Board Chairman Charlie Parks said he believes there will be more citizens speaking for the bonds than against them, and that the community has been supportive of the bonds thus far.
“We voted to present it as a bond issue on the ballot,” Parks said. “According to the law, you have to have a public hearing on that. The public hearing is to get the public’s input. Then we’ll vote on whether to put it on the ballot or not. I suspect, since it gives the public the ability to vote for it, they will probably be supportive of it.”
Commissioner Jim Womack said he supports the public getting a say on the bond issues, but he expressed concern that some capital initiatives were not going to appear on the ballot — chiefly, funding to build a new elementary school in the county.
“It’s something we know we have to do,” Womack said of building a new school. “We’re not sure if we have to do it this year or next year, but we know it’s coming. We know it’s got to be done.”
Womack said failing to include a bond issue for an elementary school was akin to misleading voters.
“They’ll come back after we vote on these bonds this fall,” Womack said. “They’ll come back the year after and say, ‘This is something you have to do, and we’re going to raise your taxes to do this.’ It’s not fair to give them a partial view of what’s going to increase their taxes. It’s a game that’s being played, and I don’t like playing those games with the public.”
Commissioner Ricky Frazier agreed a new elementary school would be necessary at some point but noted the Lee County Board of Education had not asked for funding for a new school.
“I don’t think we need to put something on there that’s not been requested,” Frazier said. “However, I know there is a need for an elementary school, and we need to put that in the budget in the future. I think this is the route we should take instead of doing something we haven’t been asked for.”
Parks said a presentation on a proposed roundabout at Hawkins Avenue and U.S. 1 would be discussed at the meeting as well, and that he had his doubts as to how effective a roundabout would be.
“There are no rules for roundabouts,” Parks said. “If you have a yield sign, you’re supposed to yield until everybody gets by. But sometimes, if you get a lot of traffic, there’s no way to get over to do your turnoff. I’m not sold that it will improve safety any at all.”

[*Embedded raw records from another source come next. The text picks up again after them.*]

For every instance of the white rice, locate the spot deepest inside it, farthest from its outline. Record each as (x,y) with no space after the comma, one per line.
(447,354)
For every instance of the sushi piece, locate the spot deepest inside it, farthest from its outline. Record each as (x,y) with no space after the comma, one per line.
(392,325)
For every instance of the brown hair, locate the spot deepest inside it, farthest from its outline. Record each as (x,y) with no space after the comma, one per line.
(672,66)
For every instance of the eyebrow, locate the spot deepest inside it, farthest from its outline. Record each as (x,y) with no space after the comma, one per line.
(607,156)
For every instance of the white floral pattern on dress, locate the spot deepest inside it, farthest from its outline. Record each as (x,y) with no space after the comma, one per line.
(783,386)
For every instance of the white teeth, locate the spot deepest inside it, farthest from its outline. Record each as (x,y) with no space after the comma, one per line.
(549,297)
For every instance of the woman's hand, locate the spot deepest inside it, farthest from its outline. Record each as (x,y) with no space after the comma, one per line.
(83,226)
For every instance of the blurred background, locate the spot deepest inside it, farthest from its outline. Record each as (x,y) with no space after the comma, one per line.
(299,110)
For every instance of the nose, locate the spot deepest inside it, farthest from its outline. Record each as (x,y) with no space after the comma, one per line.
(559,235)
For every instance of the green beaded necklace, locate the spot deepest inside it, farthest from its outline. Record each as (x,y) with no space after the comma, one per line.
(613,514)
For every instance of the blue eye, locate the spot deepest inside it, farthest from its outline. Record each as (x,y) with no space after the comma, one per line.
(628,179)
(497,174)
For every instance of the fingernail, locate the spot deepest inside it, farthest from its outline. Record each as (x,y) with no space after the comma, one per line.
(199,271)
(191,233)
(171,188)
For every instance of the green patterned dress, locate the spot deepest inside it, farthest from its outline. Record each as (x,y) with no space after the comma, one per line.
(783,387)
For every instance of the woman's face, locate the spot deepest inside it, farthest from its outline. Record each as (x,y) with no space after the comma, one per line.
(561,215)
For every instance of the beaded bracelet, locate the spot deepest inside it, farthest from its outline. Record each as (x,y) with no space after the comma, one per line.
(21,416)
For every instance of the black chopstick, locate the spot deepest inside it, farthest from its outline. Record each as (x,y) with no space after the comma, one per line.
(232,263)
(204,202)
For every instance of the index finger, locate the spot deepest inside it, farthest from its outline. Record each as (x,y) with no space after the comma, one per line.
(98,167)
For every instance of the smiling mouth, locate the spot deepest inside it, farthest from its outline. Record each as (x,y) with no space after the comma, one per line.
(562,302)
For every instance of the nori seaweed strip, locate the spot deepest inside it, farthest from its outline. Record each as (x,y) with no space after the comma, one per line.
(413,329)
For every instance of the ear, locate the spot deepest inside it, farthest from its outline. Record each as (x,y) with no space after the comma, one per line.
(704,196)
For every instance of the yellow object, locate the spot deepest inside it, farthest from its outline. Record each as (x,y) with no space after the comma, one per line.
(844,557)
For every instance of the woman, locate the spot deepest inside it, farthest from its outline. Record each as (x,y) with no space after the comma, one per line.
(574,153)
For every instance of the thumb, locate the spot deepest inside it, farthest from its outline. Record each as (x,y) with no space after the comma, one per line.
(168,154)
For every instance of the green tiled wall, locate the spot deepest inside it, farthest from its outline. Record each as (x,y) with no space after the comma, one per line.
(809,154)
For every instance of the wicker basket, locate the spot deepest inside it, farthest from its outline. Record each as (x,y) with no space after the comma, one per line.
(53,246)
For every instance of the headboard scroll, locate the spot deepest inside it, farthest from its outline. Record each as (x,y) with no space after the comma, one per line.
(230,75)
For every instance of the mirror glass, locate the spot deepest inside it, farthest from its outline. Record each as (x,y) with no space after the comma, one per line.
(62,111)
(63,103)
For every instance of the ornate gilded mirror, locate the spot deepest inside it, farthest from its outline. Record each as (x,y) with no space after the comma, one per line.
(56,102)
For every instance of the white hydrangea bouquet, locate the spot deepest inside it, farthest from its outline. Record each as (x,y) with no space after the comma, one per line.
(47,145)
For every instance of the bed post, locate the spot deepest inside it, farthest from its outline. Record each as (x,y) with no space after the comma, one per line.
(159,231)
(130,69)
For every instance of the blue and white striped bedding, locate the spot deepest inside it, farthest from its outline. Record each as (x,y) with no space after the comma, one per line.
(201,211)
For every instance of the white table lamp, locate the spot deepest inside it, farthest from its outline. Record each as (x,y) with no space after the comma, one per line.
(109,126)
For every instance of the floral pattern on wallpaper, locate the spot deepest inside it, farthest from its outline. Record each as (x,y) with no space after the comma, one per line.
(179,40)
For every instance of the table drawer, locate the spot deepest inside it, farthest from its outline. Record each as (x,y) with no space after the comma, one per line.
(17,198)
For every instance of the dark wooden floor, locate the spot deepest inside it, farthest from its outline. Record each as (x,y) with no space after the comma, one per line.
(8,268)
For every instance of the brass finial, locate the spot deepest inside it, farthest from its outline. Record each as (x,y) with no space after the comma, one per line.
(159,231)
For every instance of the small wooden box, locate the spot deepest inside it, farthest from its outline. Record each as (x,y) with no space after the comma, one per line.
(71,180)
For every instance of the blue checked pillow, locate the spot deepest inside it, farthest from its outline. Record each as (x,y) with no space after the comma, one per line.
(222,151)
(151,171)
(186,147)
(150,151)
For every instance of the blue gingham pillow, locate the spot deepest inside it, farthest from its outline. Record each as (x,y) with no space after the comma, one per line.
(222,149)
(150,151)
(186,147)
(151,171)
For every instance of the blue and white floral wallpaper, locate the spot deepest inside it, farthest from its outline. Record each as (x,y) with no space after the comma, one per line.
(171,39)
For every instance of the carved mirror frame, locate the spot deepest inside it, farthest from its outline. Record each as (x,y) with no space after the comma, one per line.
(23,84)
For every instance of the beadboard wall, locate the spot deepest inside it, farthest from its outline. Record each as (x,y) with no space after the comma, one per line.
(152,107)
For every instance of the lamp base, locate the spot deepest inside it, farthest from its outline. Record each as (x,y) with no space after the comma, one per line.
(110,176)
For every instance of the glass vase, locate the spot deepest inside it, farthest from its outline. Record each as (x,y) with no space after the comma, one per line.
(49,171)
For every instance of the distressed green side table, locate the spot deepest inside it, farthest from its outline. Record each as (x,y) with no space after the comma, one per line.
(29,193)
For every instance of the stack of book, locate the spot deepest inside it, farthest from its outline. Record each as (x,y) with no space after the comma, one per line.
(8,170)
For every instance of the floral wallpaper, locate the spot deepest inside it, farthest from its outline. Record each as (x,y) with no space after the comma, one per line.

Womack said, while people tend to dislike roundabouts when they are first put in, there are some areas that benefit from using them.
“I know they’re not popular at all when they’re first introduced in a given neighborhood,” he said. “... From a DOT perspective, they make good sense for certain traffic challenges, like the safety challenge out on 15-501. We’ve had a lot of accidents out there, and we have to do something. It looks like a roundabout will be the best solution there.”
The full agenda for the board’s Monday meeting can be found online at leecountync.gov.